Gerüchteküche brodelt
Statt harter Nachrichten hatte zeitweise die Gerüchteküche die Schlagzeilen gemacht. In New York sorgte Stunden vor dem Brüsseler Treffen eine Meldung von einem angeblichen weitreichenden Nachgeben Deutschlands beim geforderten Reformkurs sogar für steigende Kurse am Aktienmarkt – wenig später dementierte die Bundesregierung allerdings den Bericht.
Gleichzeitig senkte wiederum die Rating Agentur Standard & Poor's die Bewertung für Griechenland erneut, weil man nicht an eine tragfähige Lösung des Schuldenproblems glaube. Jetzt steht Athen am Finanzmarkt nur noch um zwei Punkte von der Staatspleite entfernt.
Die Entscheidung der EZB wiederum, den griechischen Banken 2,3 Milliarden Euro mehr an ELA-Notkrediten zur Verfügung zu stellen, legten Beobachter als positives Zeichen aus. Die Eurozone wolle Athen unbedingt weiter in der Gemeinschaftswährung halten. Und selbst der sonst so skeptische Eurogruppenchef Jeroen Dijsselbloem erklärte am Rande seines Finnlandbesuchs, man könne sich jetzt innerhalb weniger Tage einigen. Allerdings gebe es bis zum nächsten Treffen der Finanzminister noch einige Arbeit zu leisten.

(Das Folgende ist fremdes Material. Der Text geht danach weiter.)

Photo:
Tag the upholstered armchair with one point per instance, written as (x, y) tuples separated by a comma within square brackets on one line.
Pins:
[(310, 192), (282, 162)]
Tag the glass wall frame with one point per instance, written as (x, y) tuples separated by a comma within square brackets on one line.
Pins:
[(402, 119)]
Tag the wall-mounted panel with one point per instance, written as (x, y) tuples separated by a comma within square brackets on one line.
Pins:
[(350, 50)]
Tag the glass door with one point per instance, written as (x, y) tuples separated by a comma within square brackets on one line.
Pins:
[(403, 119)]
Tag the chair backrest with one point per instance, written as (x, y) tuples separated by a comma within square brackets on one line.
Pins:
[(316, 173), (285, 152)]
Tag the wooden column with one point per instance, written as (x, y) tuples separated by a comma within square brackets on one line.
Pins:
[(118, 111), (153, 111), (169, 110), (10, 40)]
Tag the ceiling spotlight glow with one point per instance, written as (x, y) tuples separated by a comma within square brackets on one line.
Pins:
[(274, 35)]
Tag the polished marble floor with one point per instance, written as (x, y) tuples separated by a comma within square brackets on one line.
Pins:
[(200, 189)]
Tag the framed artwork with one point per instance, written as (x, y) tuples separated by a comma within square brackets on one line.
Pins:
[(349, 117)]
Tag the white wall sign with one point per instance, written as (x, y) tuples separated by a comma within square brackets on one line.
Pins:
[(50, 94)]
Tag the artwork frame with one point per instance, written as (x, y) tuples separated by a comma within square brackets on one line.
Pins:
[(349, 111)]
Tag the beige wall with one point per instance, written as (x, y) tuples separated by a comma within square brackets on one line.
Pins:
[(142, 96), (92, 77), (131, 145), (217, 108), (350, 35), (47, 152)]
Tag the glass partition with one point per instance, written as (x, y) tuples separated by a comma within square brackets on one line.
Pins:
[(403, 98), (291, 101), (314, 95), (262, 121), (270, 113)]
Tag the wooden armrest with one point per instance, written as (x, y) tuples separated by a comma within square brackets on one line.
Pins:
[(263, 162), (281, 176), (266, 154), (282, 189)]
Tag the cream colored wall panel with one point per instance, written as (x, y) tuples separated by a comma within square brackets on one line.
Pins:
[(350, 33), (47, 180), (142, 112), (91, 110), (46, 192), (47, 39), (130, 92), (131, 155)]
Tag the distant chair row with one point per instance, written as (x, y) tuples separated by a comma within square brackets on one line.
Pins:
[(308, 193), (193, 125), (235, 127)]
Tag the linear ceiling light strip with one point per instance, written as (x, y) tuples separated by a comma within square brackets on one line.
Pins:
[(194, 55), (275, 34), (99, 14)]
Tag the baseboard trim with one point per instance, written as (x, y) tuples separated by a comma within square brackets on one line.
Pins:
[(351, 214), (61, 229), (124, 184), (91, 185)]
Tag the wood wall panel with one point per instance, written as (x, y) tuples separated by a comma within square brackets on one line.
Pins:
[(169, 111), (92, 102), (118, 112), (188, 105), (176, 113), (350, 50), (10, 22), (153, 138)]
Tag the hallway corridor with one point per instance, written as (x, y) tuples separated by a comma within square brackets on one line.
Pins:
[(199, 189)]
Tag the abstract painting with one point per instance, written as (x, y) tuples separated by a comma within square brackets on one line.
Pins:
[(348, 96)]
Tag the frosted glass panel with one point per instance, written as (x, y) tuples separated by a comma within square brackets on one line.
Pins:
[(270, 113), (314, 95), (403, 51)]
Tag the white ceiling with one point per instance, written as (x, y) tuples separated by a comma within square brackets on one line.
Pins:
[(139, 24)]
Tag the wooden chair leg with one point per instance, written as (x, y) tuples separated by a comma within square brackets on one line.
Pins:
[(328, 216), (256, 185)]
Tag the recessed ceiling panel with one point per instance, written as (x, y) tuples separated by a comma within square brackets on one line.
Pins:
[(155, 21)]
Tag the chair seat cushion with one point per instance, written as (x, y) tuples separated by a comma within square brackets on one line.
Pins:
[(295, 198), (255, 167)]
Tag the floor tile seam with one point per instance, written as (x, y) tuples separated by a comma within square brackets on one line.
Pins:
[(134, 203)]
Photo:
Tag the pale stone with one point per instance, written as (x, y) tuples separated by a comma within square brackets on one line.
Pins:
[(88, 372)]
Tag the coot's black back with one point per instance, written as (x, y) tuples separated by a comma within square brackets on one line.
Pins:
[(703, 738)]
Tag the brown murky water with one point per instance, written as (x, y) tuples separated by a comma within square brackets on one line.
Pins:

Juncker und Tsipras verhandeln wieder
Jean-Claude Juncker, dem EU Kommissionchef sei es zu verdanken, dass Alexis Tsipras erneut Kompromissbereitschaft zeige, so die Interpretation eines kurzen Vieraugengespräches zwischen den beiden. Dabei soll Juncker sich mit dem Griechen wieder versöhnt haben, der ihn zuletzt durch seine Widersprüchlichkeit und Sprunghaftigkeit genervt hatte. Jedenfalls kommen beide im Laufe des Tages erneut zusammen, um die Gespräche fortzusetzen.
Auch die griechische Seite streute hierzu fleißig Gerüchte: Tsipras sei jetzt bereit, sich auf den geforderten Haushaltsüberschuss von 1 Prozent für dieses Jahr einzulassen. Bleiben noch zwei bis drei weitere zentrale Streitpunkte bei Rentenreform, Mehrwertsteuer und Privatisierungen auszuräumen.
Aus Athen bestätigten griechische Pressemeldungen auch, dass die Regierung eine Verlängerung des Ende Juni auslaufenden zweiten Hilfsprogrammes bis zum Frühjahr nächsten Jahres wünsche. Damit soll die mittelfristige Liquidität des Landes gesichert werden, denn die Griechen wollen dadurch Zugriff auf knapp 11 Milliarden Euro aus den Mitteln für die Bankenrettung erhalten und möglicherweise eine Umschuldung von EZB-Forderungen. Damit bekäme Athen mittelfristig etwas Bewegungsspielraum, allerdings war eine solche Verlängerung bisher noch nicht Gegenstand der Verhandlungen.
Es wird sich bald zeigen, ob diese Wünsche die Gespräche sprengen oder zur Lösung der Probleme beitragen könnten, wenn Alexis Tsipras im Gegenzug weitere Reformzugeständnisse an die Gläubiger macht.